Waltrip's crew chief, Pete Rondeau, was moved to the
No. 8 team as Earnhardt's new crew chief.
In the swap Junior also lost several key crew members
who had taken him to 6 wins the previous season. To make
matters worse the decision was made at DEI to allow Tony
Eury Jr to take the cars he had built for Dale Jr to
Waltrip's team, and Junior was given Waltrip's cars.
Earnhardt and Rondeau got off to a promising start,
finishing 3rdin the Daytona 500. But the 2 never gelled,
and by race No. 12 in May Rondeau was out as Dale
Earnhardt Jr's crew chief.
Dale Jr explained that a comfortable level of
communication was never there between Rondeau and
himself.
"We found ourselves, I guess a lot of times, just
kinda out of touch in the middle part of the race. There
was a lot of things," Earnhardt said of Rondeau. "I
didn't feel like personally I was getting a lot of
information about what changes were being done on the
car and I'm sure that I wasn't giving him enough
information about what those changes were doing."

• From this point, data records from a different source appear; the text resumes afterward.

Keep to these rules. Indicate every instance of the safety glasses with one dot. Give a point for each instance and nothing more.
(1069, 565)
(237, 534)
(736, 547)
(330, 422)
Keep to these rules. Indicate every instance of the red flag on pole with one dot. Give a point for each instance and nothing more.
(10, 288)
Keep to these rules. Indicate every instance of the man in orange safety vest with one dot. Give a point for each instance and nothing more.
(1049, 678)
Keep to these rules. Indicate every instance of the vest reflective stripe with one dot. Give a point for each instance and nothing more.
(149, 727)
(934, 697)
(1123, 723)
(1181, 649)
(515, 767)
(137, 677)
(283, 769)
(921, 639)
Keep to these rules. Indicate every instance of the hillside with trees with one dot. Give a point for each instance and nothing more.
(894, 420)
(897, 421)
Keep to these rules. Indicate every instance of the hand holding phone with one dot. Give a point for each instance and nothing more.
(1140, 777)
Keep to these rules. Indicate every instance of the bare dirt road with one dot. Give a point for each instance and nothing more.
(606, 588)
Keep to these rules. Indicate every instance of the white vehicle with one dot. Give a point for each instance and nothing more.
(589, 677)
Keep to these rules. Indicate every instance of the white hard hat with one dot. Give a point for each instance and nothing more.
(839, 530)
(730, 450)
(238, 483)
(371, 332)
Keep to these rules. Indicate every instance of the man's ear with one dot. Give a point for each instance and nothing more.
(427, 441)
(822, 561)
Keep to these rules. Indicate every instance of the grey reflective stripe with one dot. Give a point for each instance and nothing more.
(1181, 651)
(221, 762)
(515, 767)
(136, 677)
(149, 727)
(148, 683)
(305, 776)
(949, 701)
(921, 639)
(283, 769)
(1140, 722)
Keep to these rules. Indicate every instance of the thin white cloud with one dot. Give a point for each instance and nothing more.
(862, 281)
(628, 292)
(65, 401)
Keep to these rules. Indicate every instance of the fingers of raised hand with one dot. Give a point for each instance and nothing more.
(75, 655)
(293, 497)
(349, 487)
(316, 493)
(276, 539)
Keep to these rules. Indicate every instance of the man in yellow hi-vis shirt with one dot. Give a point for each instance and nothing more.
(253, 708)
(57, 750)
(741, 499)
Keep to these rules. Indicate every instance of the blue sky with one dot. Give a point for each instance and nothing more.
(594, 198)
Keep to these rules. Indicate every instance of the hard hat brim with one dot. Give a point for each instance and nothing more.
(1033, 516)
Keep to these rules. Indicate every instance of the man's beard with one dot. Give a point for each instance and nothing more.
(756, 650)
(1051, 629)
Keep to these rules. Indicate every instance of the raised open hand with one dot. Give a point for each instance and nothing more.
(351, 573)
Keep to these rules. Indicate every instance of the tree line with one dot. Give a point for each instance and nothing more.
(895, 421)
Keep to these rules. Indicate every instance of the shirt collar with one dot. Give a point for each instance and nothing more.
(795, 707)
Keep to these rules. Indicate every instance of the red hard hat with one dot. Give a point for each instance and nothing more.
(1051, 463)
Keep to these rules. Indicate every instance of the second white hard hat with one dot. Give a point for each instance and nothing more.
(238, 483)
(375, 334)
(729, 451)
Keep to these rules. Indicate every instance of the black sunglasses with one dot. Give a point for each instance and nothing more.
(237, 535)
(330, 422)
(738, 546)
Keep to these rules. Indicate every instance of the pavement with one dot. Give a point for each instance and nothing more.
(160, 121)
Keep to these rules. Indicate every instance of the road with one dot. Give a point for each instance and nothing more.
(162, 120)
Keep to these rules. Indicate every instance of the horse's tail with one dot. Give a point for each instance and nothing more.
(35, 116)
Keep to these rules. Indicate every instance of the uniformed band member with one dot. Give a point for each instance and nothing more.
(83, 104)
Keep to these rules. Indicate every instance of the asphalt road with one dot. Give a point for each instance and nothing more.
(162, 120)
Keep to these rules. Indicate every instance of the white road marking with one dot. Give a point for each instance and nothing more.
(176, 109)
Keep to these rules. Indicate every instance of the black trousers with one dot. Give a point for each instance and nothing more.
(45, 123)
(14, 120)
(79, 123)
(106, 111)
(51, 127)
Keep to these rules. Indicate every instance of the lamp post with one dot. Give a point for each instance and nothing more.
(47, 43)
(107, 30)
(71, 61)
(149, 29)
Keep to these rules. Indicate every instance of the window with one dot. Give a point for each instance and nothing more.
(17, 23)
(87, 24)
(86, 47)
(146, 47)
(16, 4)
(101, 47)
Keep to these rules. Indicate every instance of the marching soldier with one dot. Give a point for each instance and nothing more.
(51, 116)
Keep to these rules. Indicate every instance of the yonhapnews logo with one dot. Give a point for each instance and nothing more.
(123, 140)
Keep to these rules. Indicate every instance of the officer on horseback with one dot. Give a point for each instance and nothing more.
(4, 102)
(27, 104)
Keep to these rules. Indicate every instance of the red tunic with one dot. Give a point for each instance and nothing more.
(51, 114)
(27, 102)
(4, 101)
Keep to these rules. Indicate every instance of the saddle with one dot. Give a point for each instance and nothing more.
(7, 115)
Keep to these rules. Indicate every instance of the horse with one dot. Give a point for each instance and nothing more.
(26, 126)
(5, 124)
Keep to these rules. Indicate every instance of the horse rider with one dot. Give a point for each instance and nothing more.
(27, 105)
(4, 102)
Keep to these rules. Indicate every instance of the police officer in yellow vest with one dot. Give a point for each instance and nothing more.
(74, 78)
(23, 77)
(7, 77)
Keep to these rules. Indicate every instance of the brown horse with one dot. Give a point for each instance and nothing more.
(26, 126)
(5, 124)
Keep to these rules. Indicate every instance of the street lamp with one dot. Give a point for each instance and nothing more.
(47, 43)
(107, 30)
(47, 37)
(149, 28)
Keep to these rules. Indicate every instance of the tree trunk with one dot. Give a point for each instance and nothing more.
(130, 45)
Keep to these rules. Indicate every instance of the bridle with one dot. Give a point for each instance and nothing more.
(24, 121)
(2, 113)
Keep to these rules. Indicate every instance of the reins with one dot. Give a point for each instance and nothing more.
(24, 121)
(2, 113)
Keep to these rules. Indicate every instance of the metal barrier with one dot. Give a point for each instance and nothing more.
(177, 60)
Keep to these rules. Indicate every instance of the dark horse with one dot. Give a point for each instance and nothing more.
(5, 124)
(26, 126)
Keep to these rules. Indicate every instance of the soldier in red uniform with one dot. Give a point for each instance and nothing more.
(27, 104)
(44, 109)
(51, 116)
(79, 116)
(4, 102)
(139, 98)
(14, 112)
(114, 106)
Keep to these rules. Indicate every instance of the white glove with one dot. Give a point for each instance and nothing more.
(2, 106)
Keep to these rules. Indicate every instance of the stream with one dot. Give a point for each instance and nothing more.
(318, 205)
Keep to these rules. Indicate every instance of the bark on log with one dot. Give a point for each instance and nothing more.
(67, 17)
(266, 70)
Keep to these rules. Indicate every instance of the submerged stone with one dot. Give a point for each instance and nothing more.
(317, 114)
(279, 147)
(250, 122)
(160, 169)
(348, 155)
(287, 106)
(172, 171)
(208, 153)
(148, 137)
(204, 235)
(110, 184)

Steve Hmiel, DEI's technical director, was named as
interim crew chief beginning with the Memorial Day
Weekend Coca Cola 600 at Charlotte. It would be Hmiel
who would get Dale Jr his only win of the season in
July.
With 30 wins as a crew chief for Mark Martin and
Richard Petty, Hmiel certainly had the credentials to
serve as Earnhardt's pit captain. What's more, the 2
also had a great line of communication. On race days
Steve Hmiel had been Junior's spotter.
But Hmiel wasn't interested in another full-time gig
as a crew chief, and speculation centered around Tony
Eury Jr coming back to the No. 8 team.
In the meantime the duo of Steve Hmiel and Dale
Earnhardt Jr endured a string of bad races, not
finishing higher than 17th in their 1st 5 attempts
together.
Then in July at Daytona they managed a 3rd place
finish. The following week at Chicago Earnhardt claimed
his only win of the season thanks to a fuel mileage call
from Hmiel.
The last race to qualify for the Chase to the
Championship was set for Richmond in September, and
Earnhardt failed to qualify for 1 of the 10 spots in the
Chase.
The following week he would have his 3rd crew chief
of the season. Tony Eury Jr was once again paired with
Earnhardt, this time as crew chief.
Although the 2 are cousins, bad blood between them
had forced the initial separation.
"We didn't change the teams because of a performance
issue, we changed it because of an attitude issue
between me and Tony Junior" Earnhardt said. "We changed
it, maybe not for the right reasons, but the change did
what it was supposed to it. It fixed his attitude and it
fixed my attitude."
"It's not always greener on the other side for either
one of us. We both look at each other and talk to each
other today totally different. I think that gives us
that opportunity to work together in the future that we
wouldn't of had if we would have run ourselves totally
apart."
For the final 10 races Earnhardt scored 3 top 10's,
but he also had 4 finishes of 34th or worse. 3 of those
were due to crashes.
At Talladega in October Dale Jr was involved in a
huge wreck on lap 20 that took him out of the race. The
crash was caused when Jimmie Johnson bump-drafted
Elliott Sadler in turn 1, sending Sadler spinning.
Johnson then hit Sadler in the left quarter panel,
leaving Dale Jr nowhere to go. Junior hit the No.48 car
of Johnson, heavily damaging both cars.
Dale Earnhardt Jr was out of the race early at his
best track; he had won at Talladega 5 times previously.
In the October race at Charlotte NASCAR considered
calling the race early due to widespread tire problems.
About every 20 laps or so someone was losing a
right-front tire. Goodyear blamed the problem on low air
pressure, while race teams blamed the problem on a tire
compound that was too hard.
On lap 62 Dale Jr blew his right front tire, sending
the No. 8 Chevy hard into the outside wall -- leaving
him next-to-last with a 42nd place finish.